Eight lyouns and an hundred egles


Mandeville's Travels (late 14th century) gives this description of the griffins of Bactria:

In þat contré ben many griffounes, more plentee þan in ony other contree. Sum men seyn þat þei han the body vpward as an egle, and benethe as a lyoun: and treuly þei seyn soth þat þei ben of þat schapp. But o griffoun hath the body more gret, and is more strong, þanne eight lyouns, of suche lyouns as ben o this half; and more gret and strongere þan an hundred egles, suche as we han amonges vs.

The average weight for a golden eagle is 4.91 kg for a female or 3.48 kg for a male. Both sexes have an average wingspan of 2.04 m. Multiplying the weights by 100 and the wingspan by the cube root of 100, we can estimate that a bird "more gret and strongere þan an hundred egles" would weigh over 491 kg (female) or 348 (male) and have a wingspan of 9.47 meters. This is close to the estimated wingspan (10-11 meters) of Quetzalcoatlus, the largest known animal ever to have flown.

The Asiatic lion -- presumably the closest subspecies to such lions as would have "ben o this half" in the past -- averages 175 kg (male) or 115 kg (female). Thus, eight lions would weigh about 1400 kg, and eight lionesses 920 kg -- far heavier than 100 eagles. A hundred male eagles weigh about as much as two lions, and 100 female eagles about as much as four lionesses. Surprisingly enough, Mandeville's numbers don't add up.


What wingspan would be necessary to support a flying creature "more gret . . . þanne eight lyouns"? This is probably an extreme oversimplification, but the lift generated by wings should be a function of their area. This is why a large bird like an albatross needs much larger wings relative to its body size than a small one like a sparrow.
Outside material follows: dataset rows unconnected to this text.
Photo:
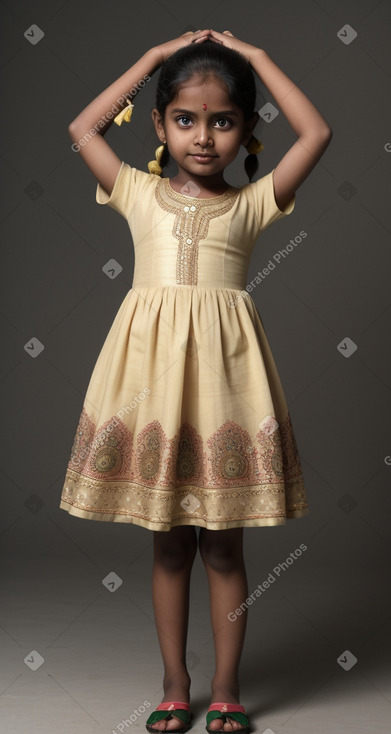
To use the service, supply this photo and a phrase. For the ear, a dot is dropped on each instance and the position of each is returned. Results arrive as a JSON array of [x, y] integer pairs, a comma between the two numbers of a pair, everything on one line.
[[158, 122], [248, 129]]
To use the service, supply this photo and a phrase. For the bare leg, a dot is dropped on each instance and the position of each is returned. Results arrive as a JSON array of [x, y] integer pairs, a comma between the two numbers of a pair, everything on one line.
[[174, 553], [222, 555]]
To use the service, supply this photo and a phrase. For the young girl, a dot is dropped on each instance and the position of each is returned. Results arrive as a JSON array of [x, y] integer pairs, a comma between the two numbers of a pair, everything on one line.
[[185, 421]]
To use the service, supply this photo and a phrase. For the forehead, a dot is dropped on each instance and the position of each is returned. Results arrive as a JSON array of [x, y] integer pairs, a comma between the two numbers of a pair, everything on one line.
[[197, 91]]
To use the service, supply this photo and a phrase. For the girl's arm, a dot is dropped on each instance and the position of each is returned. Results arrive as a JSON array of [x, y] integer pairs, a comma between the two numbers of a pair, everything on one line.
[[88, 128], [314, 134]]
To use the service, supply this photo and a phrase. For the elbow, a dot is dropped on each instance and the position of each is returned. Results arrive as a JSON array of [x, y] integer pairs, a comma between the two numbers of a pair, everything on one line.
[[327, 134]]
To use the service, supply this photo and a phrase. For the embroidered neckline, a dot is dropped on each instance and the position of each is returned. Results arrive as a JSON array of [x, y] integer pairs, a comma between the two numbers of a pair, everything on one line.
[[231, 191]]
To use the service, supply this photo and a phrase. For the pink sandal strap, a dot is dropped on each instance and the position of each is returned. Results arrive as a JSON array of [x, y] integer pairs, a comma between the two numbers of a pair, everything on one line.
[[227, 707], [171, 705]]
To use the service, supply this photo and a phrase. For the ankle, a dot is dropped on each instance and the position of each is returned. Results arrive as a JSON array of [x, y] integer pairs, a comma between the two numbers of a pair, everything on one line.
[[226, 690], [180, 679]]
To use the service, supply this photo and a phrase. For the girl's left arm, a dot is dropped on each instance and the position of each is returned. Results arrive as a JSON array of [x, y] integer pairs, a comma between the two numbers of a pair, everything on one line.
[[314, 134]]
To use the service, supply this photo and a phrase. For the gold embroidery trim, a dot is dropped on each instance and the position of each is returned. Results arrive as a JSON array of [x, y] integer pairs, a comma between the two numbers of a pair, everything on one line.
[[191, 224]]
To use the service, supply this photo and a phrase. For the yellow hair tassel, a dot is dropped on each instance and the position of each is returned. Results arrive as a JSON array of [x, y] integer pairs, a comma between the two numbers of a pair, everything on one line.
[[154, 166], [124, 115]]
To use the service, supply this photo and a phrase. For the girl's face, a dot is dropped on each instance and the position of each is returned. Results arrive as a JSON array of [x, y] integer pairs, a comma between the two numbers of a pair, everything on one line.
[[202, 119]]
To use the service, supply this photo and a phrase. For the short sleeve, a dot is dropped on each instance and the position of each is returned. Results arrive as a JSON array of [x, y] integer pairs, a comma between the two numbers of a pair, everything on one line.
[[125, 190], [264, 202]]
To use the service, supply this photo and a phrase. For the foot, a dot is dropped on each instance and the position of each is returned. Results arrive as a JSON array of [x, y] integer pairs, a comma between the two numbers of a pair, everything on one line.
[[228, 695], [173, 692]]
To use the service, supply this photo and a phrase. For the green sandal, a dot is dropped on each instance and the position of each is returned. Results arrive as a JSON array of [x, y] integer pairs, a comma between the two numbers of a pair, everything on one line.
[[168, 709], [228, 710]]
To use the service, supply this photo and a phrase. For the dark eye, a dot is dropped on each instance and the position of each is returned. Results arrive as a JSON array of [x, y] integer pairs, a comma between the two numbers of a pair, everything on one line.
[[224, 118], [183, 117]]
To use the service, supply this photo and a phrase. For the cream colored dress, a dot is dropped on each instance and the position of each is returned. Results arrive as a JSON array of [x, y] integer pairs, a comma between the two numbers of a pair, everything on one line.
[[184, 420]]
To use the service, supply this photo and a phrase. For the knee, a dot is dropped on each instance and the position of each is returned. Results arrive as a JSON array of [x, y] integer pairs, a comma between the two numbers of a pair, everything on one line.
[[220, 557], [174, 553]]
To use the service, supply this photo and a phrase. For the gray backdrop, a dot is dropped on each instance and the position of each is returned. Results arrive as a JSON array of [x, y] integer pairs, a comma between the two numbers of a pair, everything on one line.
[[77, 658]]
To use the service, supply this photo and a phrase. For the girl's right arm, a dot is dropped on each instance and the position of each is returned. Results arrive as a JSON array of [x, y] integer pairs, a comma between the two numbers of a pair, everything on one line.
[[88, 128]]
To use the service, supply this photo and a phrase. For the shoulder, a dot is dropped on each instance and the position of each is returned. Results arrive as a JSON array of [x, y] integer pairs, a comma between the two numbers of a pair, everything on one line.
[[131, 184]]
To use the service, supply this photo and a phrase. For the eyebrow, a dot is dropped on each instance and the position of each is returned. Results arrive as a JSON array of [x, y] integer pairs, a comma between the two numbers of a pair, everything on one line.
[[189, 112]]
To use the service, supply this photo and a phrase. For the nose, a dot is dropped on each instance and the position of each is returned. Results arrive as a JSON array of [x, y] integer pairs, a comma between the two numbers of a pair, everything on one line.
[[203, 137]]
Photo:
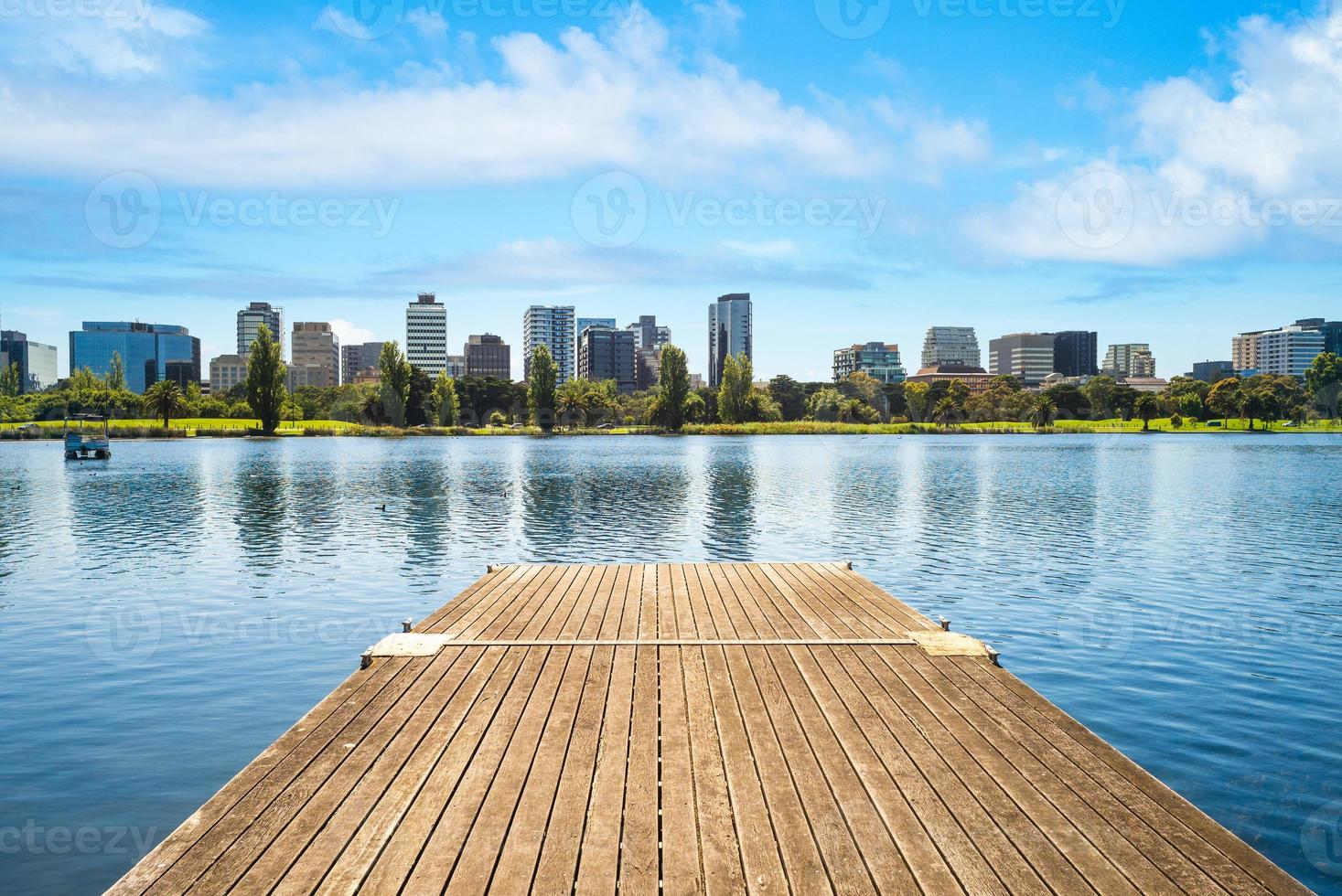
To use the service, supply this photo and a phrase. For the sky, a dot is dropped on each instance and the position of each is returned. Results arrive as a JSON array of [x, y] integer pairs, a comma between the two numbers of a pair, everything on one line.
[[1158, 172]]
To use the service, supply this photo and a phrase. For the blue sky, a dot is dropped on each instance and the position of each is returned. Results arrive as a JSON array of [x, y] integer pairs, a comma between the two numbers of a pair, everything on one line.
[[1165, 173]]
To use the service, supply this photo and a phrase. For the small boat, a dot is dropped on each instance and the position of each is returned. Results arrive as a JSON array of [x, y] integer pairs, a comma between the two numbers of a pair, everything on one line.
[[83, 439]]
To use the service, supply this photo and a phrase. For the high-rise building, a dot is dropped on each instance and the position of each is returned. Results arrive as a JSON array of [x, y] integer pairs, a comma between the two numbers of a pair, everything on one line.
[[647, 368], [37, 361], [1212, 370], [316, 345], [1331, 332], [953, 347], [552, 326], [1025, 356], [1077, 353], [488, 356], [356, 357], [875, 358], [1287, 352], [730, 332], [425, 335], [226, 372], [650, 336], [252, 318], [145, 350], [606, 353], [1129, 359]]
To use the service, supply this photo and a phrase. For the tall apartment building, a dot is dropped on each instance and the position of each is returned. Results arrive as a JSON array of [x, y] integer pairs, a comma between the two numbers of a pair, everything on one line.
[[650, 336], [226, 372], [554, 327], [875, 358], [425, 335], [35, 359], [356, 357], [316, 345], [1077, 353], [606, 353], [1287, 352], [953, 347], [1129, 359], [145, 349], [488, 356], [730, 332], [252, 318], [1025, 356]]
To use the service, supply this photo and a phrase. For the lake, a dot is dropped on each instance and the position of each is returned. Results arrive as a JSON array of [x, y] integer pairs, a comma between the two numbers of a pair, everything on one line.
[[169, 613]]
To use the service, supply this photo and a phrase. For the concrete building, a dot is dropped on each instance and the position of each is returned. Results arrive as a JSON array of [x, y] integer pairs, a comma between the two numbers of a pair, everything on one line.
[[488, 356], [1287, 352], [37, 361], [1212, 370], [145, 350], [647, 368], [650, 336], [606, 353], [1077, 353], [252, 318], [976, 379], [1129, 359], [425, 335], [730, 332], [957, 347], [226, 372], [875, 358], [317, 345], [554, 327], [357, 356], [1025, 356]]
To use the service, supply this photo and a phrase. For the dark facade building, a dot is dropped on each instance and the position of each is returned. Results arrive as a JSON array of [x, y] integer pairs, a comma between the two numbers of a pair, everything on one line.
[[37, 361], [1212, 370], [1077, 353], [145, 352], [606, 353], [488, 356]]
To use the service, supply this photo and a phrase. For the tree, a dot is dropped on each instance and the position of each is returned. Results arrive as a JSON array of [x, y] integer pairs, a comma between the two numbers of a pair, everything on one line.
[[164, 399], [115, 377], [266, 392], [672, 388], [735, 392], [1146, 407], [396, 382], [540, 389], [1043, 411], [446, 407], [10, 382]]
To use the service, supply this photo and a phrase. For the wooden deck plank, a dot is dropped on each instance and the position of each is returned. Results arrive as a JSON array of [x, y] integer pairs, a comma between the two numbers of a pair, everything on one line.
[[692, 729]]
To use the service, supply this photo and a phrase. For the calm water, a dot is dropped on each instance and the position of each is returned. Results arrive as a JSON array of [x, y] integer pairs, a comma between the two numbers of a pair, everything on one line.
[[166, 616]]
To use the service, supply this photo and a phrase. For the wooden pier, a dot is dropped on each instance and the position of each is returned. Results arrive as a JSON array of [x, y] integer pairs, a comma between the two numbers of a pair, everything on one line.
[[715, 729]]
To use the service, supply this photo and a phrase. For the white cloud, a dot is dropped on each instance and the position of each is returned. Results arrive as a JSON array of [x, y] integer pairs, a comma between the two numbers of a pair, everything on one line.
[[1209, 169], [623, 100]]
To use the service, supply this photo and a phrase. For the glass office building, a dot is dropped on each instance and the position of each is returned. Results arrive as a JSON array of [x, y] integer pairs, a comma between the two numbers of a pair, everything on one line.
[[146, 350]]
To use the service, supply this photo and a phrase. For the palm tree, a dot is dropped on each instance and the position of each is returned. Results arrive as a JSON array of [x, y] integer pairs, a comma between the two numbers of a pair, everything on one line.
[[166, 400], [1043, 412]]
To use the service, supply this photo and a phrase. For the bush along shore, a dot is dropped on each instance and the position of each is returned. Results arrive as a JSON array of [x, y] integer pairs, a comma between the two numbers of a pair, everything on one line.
[[407, 402]]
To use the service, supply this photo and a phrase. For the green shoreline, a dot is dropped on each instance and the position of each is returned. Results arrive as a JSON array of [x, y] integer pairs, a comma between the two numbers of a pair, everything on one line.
[[333, 428]]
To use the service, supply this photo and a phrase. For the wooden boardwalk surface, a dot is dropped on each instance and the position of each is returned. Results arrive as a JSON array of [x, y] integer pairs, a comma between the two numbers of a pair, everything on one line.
[[697, 729]]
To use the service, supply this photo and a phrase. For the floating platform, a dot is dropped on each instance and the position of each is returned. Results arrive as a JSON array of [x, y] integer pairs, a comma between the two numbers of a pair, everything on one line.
[[724, 729]]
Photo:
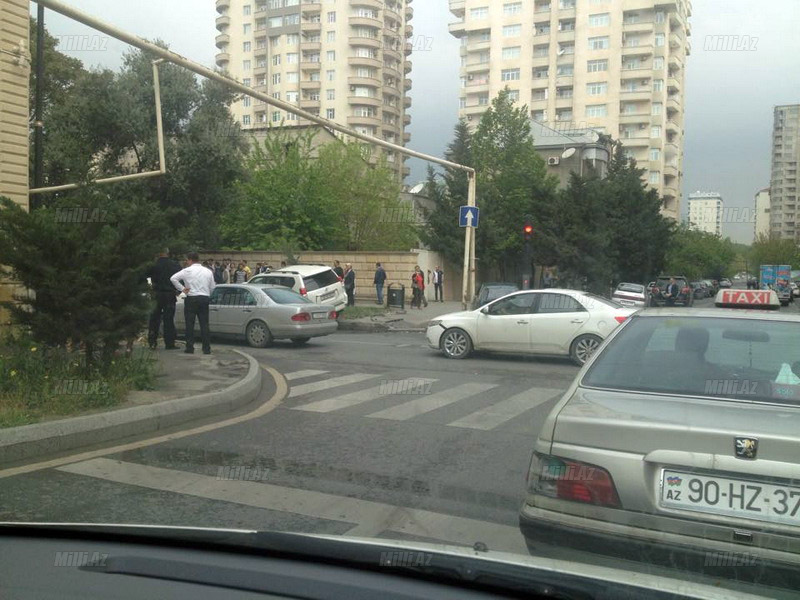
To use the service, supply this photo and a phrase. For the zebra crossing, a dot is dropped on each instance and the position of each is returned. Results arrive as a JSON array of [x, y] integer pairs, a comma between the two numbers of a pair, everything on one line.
[[381, 396]]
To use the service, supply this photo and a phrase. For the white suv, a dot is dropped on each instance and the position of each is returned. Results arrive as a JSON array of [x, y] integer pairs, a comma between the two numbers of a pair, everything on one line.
[[318, 283]]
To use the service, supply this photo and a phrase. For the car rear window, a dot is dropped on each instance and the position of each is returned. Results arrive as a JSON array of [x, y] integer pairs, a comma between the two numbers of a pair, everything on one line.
[[320, 280], [757, 360], [282, 296]]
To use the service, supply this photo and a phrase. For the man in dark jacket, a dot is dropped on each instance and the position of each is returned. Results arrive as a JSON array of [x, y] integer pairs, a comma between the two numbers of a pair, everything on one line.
[[380, 279], [165, 297]]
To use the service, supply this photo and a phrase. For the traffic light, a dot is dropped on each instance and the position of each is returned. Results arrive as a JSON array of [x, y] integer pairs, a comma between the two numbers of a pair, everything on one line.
[[527, 231]]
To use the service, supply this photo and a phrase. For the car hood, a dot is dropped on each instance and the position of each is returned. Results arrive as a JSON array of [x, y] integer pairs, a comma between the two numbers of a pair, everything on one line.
[[646, 423]]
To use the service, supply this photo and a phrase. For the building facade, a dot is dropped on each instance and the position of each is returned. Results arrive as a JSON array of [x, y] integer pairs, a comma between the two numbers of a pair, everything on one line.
[[761, 215], [347, 61], [784, 217], [705, 212], [15, 63], [617, 66]]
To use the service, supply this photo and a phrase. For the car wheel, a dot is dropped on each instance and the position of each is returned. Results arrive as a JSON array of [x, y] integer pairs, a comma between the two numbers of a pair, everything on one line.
[[456, 343], [258, 334], [583, 347]]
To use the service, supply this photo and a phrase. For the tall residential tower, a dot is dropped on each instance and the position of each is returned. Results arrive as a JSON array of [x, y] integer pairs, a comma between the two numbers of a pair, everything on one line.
[[616, 66]]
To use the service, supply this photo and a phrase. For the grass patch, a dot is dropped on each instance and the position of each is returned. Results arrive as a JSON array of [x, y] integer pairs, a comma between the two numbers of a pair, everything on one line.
[[38, 382], [358, 312]]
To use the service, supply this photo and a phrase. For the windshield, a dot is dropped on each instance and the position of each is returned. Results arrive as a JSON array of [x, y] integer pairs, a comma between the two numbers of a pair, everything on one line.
[[402, 164]]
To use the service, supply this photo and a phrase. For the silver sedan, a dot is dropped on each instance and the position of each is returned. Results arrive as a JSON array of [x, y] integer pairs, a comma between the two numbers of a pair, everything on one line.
[[262, 313], [677, 443]]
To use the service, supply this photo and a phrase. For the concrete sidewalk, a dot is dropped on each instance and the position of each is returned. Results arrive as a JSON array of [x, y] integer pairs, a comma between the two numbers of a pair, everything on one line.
[[188, 387]]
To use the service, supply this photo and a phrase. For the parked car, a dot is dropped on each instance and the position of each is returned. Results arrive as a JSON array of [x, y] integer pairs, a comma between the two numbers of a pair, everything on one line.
[[658, 289], [318, 283], [688, 424], [630, 294], [263, 313], [492, 291], [549, 321]]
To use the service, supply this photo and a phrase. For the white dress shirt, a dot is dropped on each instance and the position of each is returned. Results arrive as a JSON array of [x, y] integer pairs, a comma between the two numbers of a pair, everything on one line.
[[197, 278]]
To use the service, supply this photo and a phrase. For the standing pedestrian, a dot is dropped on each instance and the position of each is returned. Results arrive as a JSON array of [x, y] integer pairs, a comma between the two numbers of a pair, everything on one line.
[[379, 280], [197, 283], [165, 298], [350, 284], [438, 280]]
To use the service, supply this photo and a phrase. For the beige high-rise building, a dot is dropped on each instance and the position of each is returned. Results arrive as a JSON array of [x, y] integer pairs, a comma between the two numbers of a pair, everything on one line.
[[613, 65], [784, 215], [347, 61]]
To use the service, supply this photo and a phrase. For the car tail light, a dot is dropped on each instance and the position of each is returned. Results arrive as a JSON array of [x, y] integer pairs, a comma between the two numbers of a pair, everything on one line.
[[571, 480]]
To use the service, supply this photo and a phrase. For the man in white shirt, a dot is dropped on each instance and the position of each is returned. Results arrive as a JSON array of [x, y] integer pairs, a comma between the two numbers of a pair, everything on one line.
[[198, 283]]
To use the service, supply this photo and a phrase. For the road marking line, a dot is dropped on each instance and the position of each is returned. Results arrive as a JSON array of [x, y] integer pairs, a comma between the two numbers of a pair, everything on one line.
[[302, 374], [420, 406], [505, 410], [280, 394], [308, 388], [370, 518], [361, 396]]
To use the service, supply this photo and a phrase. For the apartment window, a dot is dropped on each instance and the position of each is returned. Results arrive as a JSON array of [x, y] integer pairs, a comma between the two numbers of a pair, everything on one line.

If we keep a bird's structure the same but enlarge it so as to double its wingspan, its wings would generate 4 times as much lift as those of the smaller bird -- which would be insufficient since, weight being a function of volume rather than area, the bird's weight would have increased by eight times.

Let's say, based on the golden eagle numbers, that a 2-meter wingspan can support a 5-kg bird. Eight lions weigh 280 times that, so an animal that large would require a wingspan of 33.5 m. A merely Quetzalcoatlus-like wingspan of 11.8 m would only be enough to support the weight of a single lion. (Paleontologists estimate that Quetzalcoatlus weighed 200-250 kg, so my calculations seem to be in the ballpark.)